Again, we use silicon as a demonstrator. If we replace some of the silicon atoms with boron, which has only three electrons in the outer shell, there are positive holes created in the valence band of the crystal (p-type conducting silicon). If we alternatively exchange some of the silicon atoms with phosphorous, which has five electrons, the result will be excess electrons (n-type conduction) via the conduction band. If we now dope a silicon crystal from both sides differently this results in an asymmetric transport structure: the two differently doped regimes of the crystal act (besides of the photon absorption) like selective transport membranes of the positive and negative charge carriers, respectively. This results in a collection of the photo-generated electrons at the n-doped side of the crystal and the collection of holes at the p-doped side. Thus a voltage is created between the opposite sides of the solar cell. The equilibrium energy of the charge carriers (electrons and holes) in undoped silicon, called Ef (Fermi energy), is located in the middle of the energy gap Eg, while for doped materials the Fermi energy moves nearer to the conduction band (n-doping) or to the valence band (p-doping), respectively (see Figure 6.4). If we bring the two doped semiconductor materials in contact with each other, the Fermi energy under no illumination must have the same level in the two doped materials as seen in the right side of Figure 6.4. It is this asymmetry which causes the separation of the light induced electron-hole pairs. There is – not intended for physicists – a simplified and descriptive picture for the flow of electrons to the contact material on one and holes to the other side of contact material of the solar cell. The flow of electrons can be seen like marbles rolling downwards, pulled by gravity, while the positive holes in contrast – like gas bubbles in water – follow the upwards gradient caused by the asymmetry.
Technology development is now all about finding the most suitable materials, cell architectures and manufacturing processes in order to very effectively fulfill and meet the physical boundary conditions described in a cost effective manner. The first solar cell was developed in 1954 by Chapin, Fuller and Pearson at the Bell Labs in the US [6-1], using silicon wafer and semiconductor know-how. Since then, we have seen a fantastic development from first cell architectures as seen in Figure 6.5 towards more sophisticated high efficiency ones which will be described later.

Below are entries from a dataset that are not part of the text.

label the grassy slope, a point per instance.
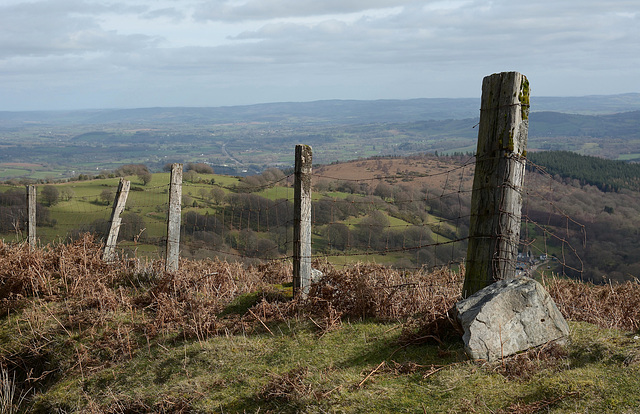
(124, 338)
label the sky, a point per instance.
(81, 54)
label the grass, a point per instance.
(81, 336)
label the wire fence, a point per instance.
(408, 213)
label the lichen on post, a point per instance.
(302, 221)
(496, 201)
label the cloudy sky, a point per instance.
(71, 54)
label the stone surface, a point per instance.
(507, 317)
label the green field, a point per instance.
(85, 207)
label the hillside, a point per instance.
(405, 212)
(248, 139)
(82, 336)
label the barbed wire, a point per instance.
(425, 226)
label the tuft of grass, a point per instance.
(83, 336)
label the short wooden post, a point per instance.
(173, 223)
(496, 201)
(31, 216)
(118, 207)
(302, 221)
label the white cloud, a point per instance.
(228, 51)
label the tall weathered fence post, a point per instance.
(115, 221)
(31, 216)
(173, 223)
(302, 221)
(496, 201)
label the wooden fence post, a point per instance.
(31, 216)
(115, 221)
(173, 223)
(302, 221)
(496, 201)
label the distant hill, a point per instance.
(322, 112)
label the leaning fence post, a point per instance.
(496, 201)
(302, 221)
(173, 223)
(31, 216)
(115, 221)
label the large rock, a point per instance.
(507, 317)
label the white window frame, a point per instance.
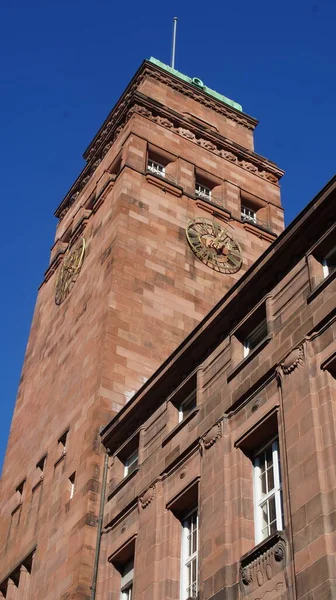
(72, 480)
(154, 167)
(247, 342)
(130, 461)
(189, 524)
(261, 499)
(126, 585)
(248, 214)
(185, 403)
(202, 191)
(326, 268)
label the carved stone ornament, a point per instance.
(114, 126)
(214, 245)
(211, 437)
(262, 571)
(293, 360)
(147, 497)
(69, 270)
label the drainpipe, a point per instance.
(99, 527)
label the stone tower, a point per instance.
(125, 285)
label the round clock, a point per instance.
(69, 270)
(214, 245)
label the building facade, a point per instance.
(171, 209)
(222, 473)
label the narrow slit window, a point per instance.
(131, 463)
(268, 492)
(189, 556)
(72, 480)
(126, 592)
(40, 465)
(62, 441)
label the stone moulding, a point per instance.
(122, 114)
(262, 571)
(146, 498)
(292, 361)
(211, 437)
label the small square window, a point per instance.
(156, 168)
(247, 214)
(187, 406)
(329, 262)
(131, 463)
(202, 191)
(254, 337)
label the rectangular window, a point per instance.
(41, 463)
(127, 580)
(247, 214)
(155, 167)
(72, 480)
(255, 337)
(189, 556)
(62, 441)
(187, 406)
(329, 263)
(268, 507)
(131, 463)
(202, 191)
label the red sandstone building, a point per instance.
(178, 315)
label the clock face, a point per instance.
(214, 245)
(69, 270)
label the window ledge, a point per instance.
(179, 426)
(249, 357)
(321, 286)
(164, 183)
(121, 483)
(271, 542)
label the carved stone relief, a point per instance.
(292, 361)
(147, 497)
(262, 571)
(211, 437)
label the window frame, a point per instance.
(131, 463)
(260, 499)
(191, 398)
(327, 269)
(187, 558)
(245, 216)
(202, 191)
(127, 578)
(261, 328)
(153, 166)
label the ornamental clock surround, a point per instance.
(69, 271)
(214, 245)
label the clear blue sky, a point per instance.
(63, 66)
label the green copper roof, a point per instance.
(197, 83)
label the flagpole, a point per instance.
(174, 42)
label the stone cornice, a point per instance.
(149, 69)
(137, 103)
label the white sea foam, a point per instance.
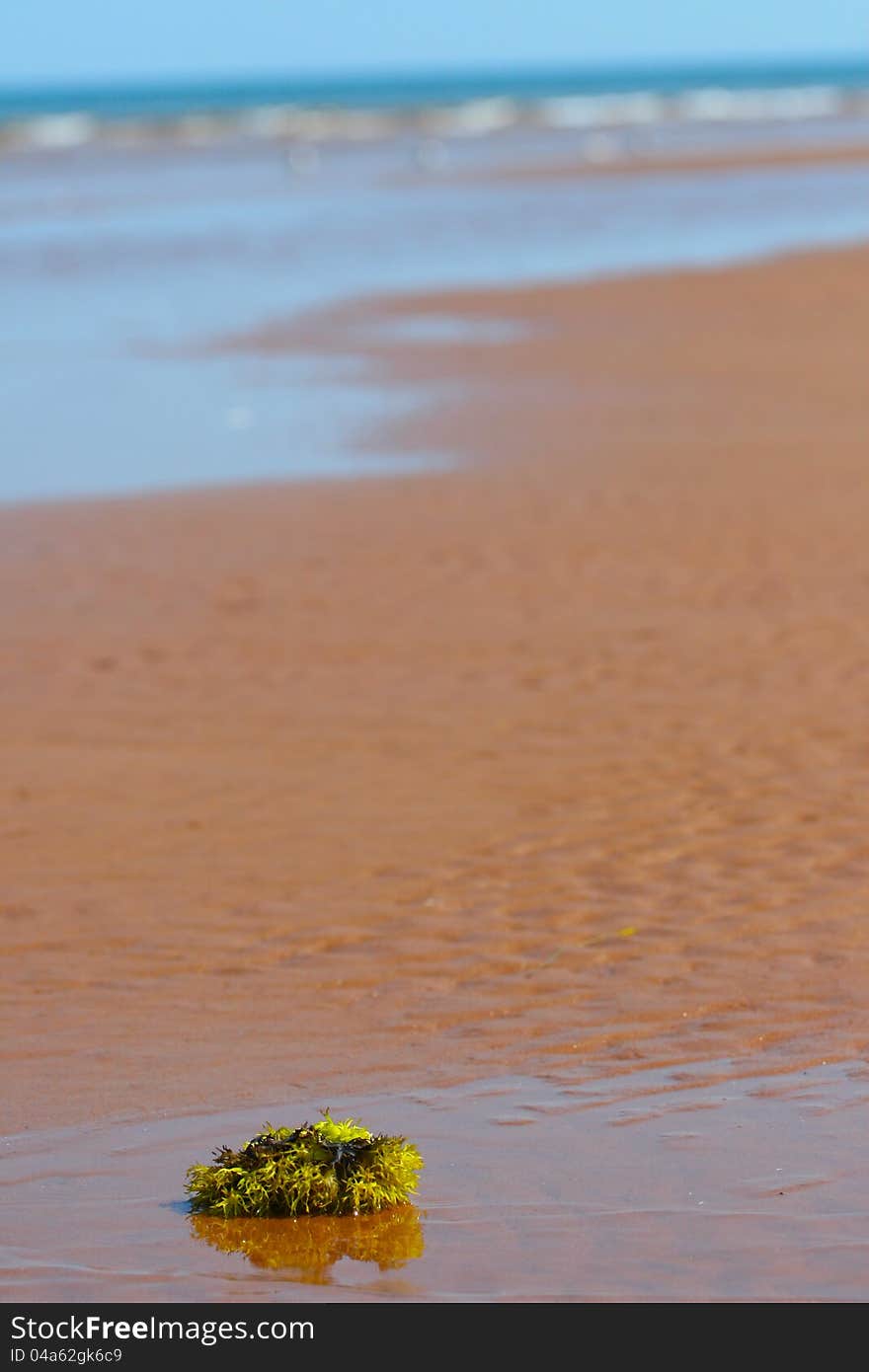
(457, 119)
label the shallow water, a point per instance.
(118, 267)
(658, 1185)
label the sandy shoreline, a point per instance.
(552, 764)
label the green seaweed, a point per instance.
(312, 1245)
(333, 1167)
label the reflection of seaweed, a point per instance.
(333, 1167)
(310, 1245)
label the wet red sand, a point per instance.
(549, 767)
(657, 1187)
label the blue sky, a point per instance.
(108, 40)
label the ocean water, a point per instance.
(452, 101)
(158, 221)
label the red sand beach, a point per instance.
(548, 767)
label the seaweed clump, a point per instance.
(333, 1167)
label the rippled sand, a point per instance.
(551, 767)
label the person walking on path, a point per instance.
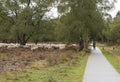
(94, 45)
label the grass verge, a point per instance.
(58, 73)
(112, 59)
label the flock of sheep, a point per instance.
(32, 46)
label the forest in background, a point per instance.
(79, 21)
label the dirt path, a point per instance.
(98, 69)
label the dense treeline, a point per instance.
(80, 21)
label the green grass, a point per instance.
(112, 59)
(58, 73)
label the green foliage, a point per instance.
(59, 73)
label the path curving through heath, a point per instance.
(98, 69)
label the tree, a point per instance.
(83, 18)
(25, 17)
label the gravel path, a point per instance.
(98, 69)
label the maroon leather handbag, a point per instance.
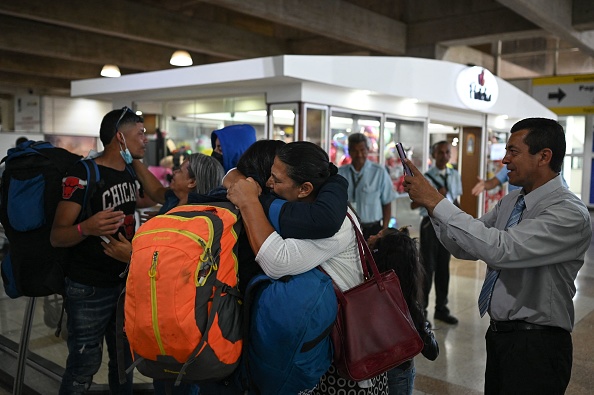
(374, 331)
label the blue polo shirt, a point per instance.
(369, 190)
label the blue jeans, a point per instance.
(166, 387)
(91, 319)
(401, 381)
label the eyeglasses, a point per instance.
(125, 110)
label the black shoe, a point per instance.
(446, 317)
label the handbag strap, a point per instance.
(366, 256)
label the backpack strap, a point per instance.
(120, 346)
(133, 174)
(216, 301)
(92, 182)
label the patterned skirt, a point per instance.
(332, 384)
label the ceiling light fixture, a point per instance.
(181, 58)
(110, 70)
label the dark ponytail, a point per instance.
(307, 162)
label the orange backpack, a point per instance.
(182, 307)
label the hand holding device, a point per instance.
(402, 155)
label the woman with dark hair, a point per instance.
(299, 171)
(395, 249)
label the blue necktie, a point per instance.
(491, 278)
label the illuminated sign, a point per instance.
(477, 88)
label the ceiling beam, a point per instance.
(40, 66)
(478, 28)
(335, 19)
(36, 38)
(555, 17)
(583, 15)
(33, 82)
(147, 24)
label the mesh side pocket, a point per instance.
(26, 203)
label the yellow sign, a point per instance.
(567, 95)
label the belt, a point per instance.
(511, 326)
(371, 223)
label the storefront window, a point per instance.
(315, 124)
(496, 143)
(284, 121)
(573, 165)
(342, 124)
(188, 124)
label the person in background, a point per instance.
(436, 258)
(298, 172)
(499, 179)
(198, 173)
(533, 243)
(98, 251)
(370, 187)
(395, 249)
(230, 142)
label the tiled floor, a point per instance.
(458, 370)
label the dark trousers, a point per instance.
(436, 261)
(528, 362)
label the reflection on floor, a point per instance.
(459, 368)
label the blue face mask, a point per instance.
(126, 155)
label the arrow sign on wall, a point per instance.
(559, 95)
(572, 94)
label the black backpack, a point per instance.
(30, 192)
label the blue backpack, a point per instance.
(30, 192)
(288, 347)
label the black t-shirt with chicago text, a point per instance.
(87, 263)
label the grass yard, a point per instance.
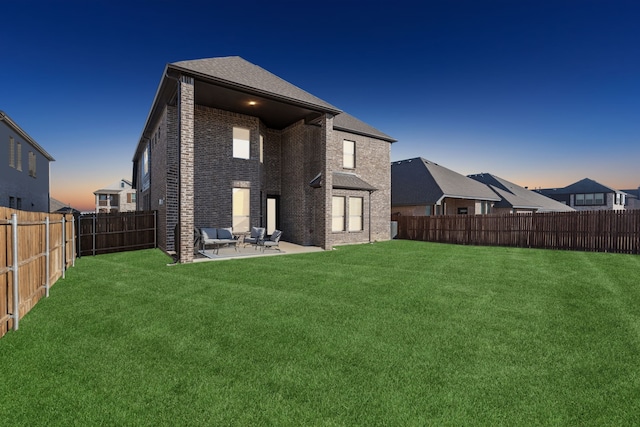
(395, 333)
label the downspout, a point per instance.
(176, 230)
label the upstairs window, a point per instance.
(261, 149)
(348, 154)
(19, 156)
(241, 143)
(32, 164)
(355, 213)
(12, 155)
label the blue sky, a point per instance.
(541, 93)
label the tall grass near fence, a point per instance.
(592, 231)
(36, 249)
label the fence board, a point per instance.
(116, 232)
(594, 231)
(32, 259)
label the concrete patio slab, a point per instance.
(249, 251)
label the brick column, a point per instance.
(186, 168)
(327, 177)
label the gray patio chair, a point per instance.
(256, 238)
(273, 241)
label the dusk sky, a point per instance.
(541, 93)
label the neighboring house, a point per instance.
(587, 195)
(24, 169)
(117, 197)
(229, 144)
(56, 206)
(632, 198)
(421, 187)
(516, 199)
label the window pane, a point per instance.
(348, 154)
(241, 209)
(355, 213)
(337, 223)
(261, 149)
(241, 145)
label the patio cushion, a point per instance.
(209, 233)
(225, 233)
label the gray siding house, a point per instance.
(229, 144)
(517, 199)
(588, 195)
(24, 169)
(421, 187)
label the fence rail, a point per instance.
(103, 233)
(38, 248)
(594, 231)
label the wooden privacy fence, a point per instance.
(116, 232)
(595, 231)
(38, 248)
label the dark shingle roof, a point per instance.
(347, 122)
(343, 180)
(514, 196)
(238, 72)
(421, 182)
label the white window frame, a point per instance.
(348, 154)
(356, 213)
(261, 148)
(12, 155)
(32, 164)
(338, 211)
(241, 209)
(241, 143)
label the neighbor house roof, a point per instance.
(417, 182)
(515, 196)
(585, 185)
(17, 129)
(115, 188)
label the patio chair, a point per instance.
(273, 241)
(256, 238)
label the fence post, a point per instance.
(94, 234)
(47, 283)
(64, 247)
(16, 287)
(73, 240)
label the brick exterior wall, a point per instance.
(373, 165)
(187, 178)
(292, 158)
(217, 172)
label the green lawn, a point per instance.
(395, 333)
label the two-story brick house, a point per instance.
(229, 144)
(24, 169)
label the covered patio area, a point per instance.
(249, 251)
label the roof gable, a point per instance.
(239, 73)
(515, 196)
(421, 182)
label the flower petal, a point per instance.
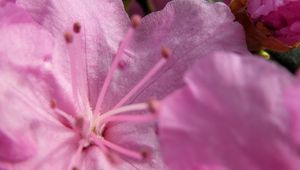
(29, 127)
(11, 14)
(190, 29)
(103, 26)
(138, 138)
(229, 116)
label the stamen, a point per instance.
(78, 71)
(120, 149)
(128, 108)
(148, 76)
(141, 118)
(66, 116)
(115, 64)
(76, 157)
(154, 105)
(68, 37)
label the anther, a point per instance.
(79, 123)
(153, 105)
(76, 27)
(53, 104)
(165, 52)
(136, 21)
(68, 37)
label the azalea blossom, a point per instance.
(282, 18)
(154, 5)
(230, 119)
(77, 78)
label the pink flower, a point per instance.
(63, 105)
(280, 16)
(292, 103)
(230, 119)
(154, 5)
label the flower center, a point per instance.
(93, 130)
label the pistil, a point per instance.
(135, 22)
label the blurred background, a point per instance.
(290, 59)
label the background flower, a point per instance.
(230, 115)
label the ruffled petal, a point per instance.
(190, 29)
(103, 24)
(139, 138)
(229, 116)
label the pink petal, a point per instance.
(5, 2)
(11, 14)
(103, 26)
(29, 127)
(229, 116)
(191, 29)
(292, 102)
(138, 138)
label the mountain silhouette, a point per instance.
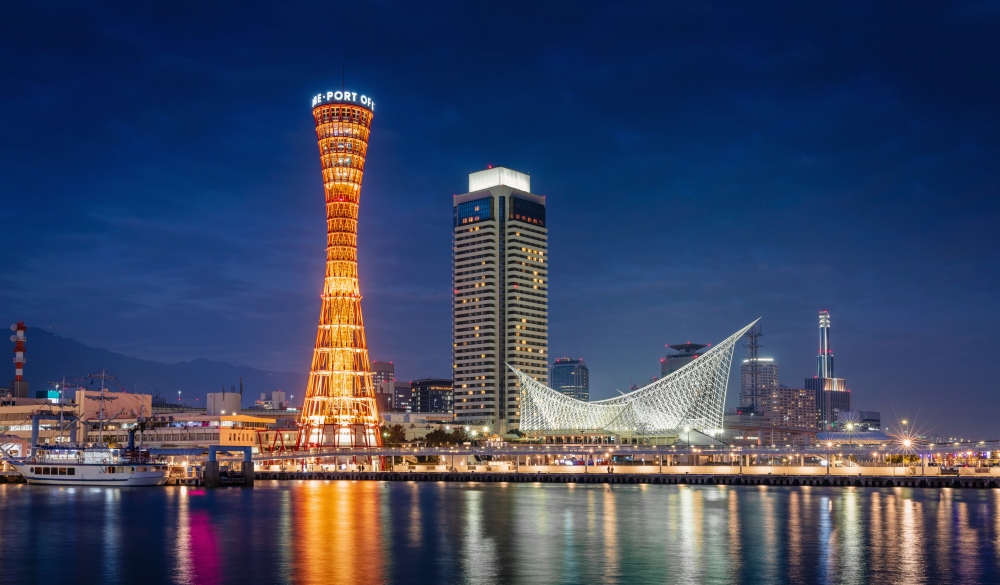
(51, 357)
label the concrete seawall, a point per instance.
(644, 478)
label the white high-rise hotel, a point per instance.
(500, 314)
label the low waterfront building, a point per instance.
(191, 430)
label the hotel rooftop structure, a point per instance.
(500, 305)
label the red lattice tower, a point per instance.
(339, 408)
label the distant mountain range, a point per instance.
(50, 357)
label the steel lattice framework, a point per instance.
(693, 396)
(339, 408)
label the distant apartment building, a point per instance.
(272, 401)
(789, 408)
(758, 379)
(401, 397)
(384, 383)
(571, 377)
(432, 395)
(383, 376)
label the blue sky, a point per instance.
(704, 164)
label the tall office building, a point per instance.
(824, 360)
(832, 395)
(500, 279)
(431, 395)
(571, 377)
(681, 355)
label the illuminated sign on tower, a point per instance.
(339, 408)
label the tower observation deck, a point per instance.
(339, 408)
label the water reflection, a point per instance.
(338, 532)
(368, 532)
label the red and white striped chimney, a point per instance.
(18, 339)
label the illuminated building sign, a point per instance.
(344, 97)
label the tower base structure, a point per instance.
(337, 436)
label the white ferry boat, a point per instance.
(93, 466)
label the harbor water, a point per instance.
(403, 532)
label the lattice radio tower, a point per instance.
(753, 345)
(339, 408)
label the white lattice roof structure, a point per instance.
(693, 396)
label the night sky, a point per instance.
(704, 164)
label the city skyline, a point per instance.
(705, 136)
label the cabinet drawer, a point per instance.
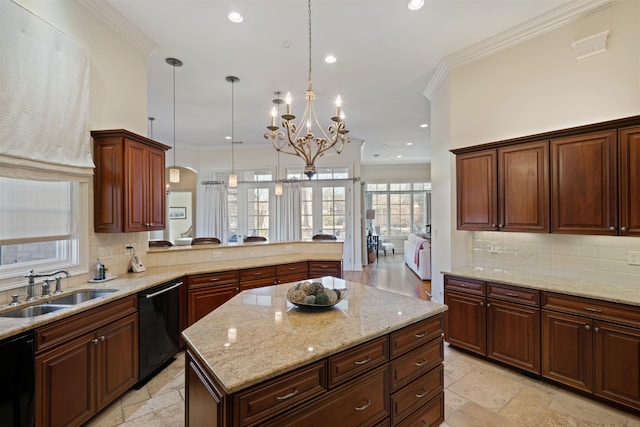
(514, 294)
(66, 329)
(416, 394)
(281, 394)
(351, 363)
(617, 313)
(359, 403)
(417, 334)
(221, 278)
(258, 273)
(416, 363)
(293, 268)
(468, 286)
(325, 268)
(432, 414)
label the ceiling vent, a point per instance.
(591, 45)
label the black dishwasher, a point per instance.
(159, 328)
(17, 381)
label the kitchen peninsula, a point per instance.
(373, 359)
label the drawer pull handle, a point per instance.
(363, 407)
(362, 362)
(423, 394)
(288, 396)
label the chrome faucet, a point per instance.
(32, 275)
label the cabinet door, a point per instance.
(136, 180)
(583, 184)
(156, 195)
(630, 181)
(65, 383)
(476, 190)
(465, 324)
(117, 359)
(523, 187)
(204, 300)
(617, 363)
(567, 349)
(513, 334)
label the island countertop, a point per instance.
(258, 334)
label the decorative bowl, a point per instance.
(314, 296)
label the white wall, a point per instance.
(530, 88)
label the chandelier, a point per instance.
(299, 140)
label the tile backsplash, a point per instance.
(594, 258)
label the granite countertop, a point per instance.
(617, 293)
(132, 283)
(258, 334)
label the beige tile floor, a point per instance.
(477, 393)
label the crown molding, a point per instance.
(109, 15)
(528, 30)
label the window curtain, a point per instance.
(215, 212)
(290, 227)
(44, 107)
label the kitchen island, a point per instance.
(373, 359)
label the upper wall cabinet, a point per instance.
(629, 169)
(583, 180)
(504, 189)
(129, 185)
(583, 177)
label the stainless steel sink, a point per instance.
(81, 296)
(34, 310)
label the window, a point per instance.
(39, 222)
(400, 208)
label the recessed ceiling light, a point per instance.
(415, 4)
(235, 17)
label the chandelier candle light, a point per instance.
(174, 172)
(300, 140)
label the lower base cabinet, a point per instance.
(394, 380)
(85, 362)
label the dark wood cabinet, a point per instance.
(584, 184)
(592, 346)
(498, 321)
(85, 362)
(477, 186)
(466, 325)
(129, 182)
(504, 189)
(396, 379)
(629, 181)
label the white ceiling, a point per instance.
(386, 54)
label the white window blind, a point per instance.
(35, 210)
(44, 107)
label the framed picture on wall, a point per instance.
(177, 213)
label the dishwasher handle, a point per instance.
(155, 294)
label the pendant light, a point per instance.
(278, 190)
(233, 178)
(174, 172)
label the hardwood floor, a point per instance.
(392, 274)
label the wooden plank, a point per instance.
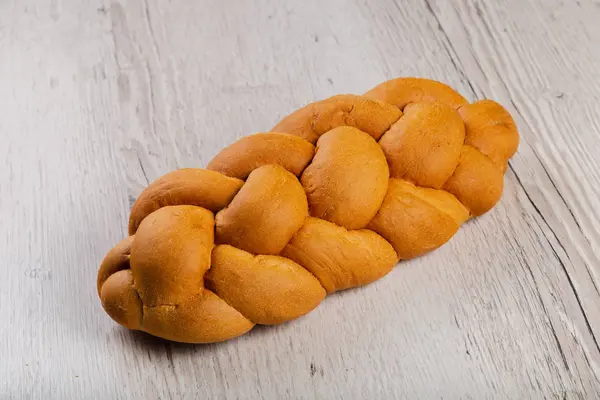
(99, 99)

Figure 6.4 Undoped (left), n – and p-type doped Silicon (2nd and 3rd column) and pn-junction (right) under non illumination with associated band energy diagrams (top).
Contact ~10 pm
The basic cell design in the 70/80s was based on Czochralski wafers. The bulk crystal is normally p-doped with boron. A pn junction was formed in a diffusion furnace. During this process phosphorous accumulates within a thin layer of several hundred nm which then becomes negatively doped (overcompensation of the initial boron doping) and becomes the negative terminal of the solar cell. This thin layer is called emitter while the positive bulk material is called base and the rear side is the positive terminal. Contacts were formed as a grid on the front and as a whole area covering contact on the back. An Anti-reflective coating (AR-coat) was applied with a thickness of about 100nm.